American football player (1930–2019)

Maurice Herman Nipp (March 31, 1930 – March 7, 2019) was an American professional football player who was a guard for three seasons with the Philadelphia Eagles of the National Football League (NFL). He was selected by the Eagles in the ninth round of the 1952 NFL draft. Nipp played college football for the Loyola Lions.

==Early life==
Maurice Herman Nipp was born in Yankton, South Dakota on March 31, 1930. He
attended Excelsior High School in Norwalk, California.

==College career==
Nipp was a member of the Loyola Lions of Loyola University of Los Angeles from 1948 to 1951. He was the captain of the 1951 Lions, the final team in school history. He was inducted into the school's athletics hall of fame in 1987. In 1987, the Los Angeles Times noted that Nipp was "probably the best lineman in Loyola history".

==Professional career==
Nipp was selected by the Philadelphia Eagles in the ninth round, with the 101st overall pick, of the 1952 NFL draft. He was released by the Eagles later that year but re-signed on October 14, 1952. He played in ten games, starting seven, for the Eagles during the 1952 season. Nipp started all 12 games for the Eagles in 1953, recording one fumble recovery. The team finished the year second in the Eastern Conference with a 7–4–1 record.
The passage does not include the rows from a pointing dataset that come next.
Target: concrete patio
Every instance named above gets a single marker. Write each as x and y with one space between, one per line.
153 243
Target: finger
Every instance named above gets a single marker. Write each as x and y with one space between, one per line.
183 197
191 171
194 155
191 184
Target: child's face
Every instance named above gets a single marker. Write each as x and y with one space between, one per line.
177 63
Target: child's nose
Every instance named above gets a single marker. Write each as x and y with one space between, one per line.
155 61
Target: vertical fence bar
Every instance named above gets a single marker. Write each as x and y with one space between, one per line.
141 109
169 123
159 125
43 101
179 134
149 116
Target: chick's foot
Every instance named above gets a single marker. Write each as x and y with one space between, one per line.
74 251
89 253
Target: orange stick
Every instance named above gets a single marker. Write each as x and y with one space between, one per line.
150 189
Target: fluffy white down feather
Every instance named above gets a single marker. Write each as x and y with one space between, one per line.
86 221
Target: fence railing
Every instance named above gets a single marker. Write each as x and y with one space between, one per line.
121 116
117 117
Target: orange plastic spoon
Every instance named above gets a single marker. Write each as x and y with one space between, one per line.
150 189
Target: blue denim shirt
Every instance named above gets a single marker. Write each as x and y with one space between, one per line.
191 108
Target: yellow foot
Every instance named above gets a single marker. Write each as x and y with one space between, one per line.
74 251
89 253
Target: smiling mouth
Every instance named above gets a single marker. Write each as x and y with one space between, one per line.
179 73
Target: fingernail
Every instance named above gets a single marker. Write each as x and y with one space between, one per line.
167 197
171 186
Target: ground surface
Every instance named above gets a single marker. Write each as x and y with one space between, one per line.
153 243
Nipp then served two years in the United States Air Force, returning to the Eagles in 1956. He appeared in three games, starting two, that season before being placed on injured reserve. He became a free agent after the 1956 season.

He signed with the Washington Redskins on March 17, 1957. He was released later in 1957.

==Death==
Nipp died on March 7, 2019, at the age of 88.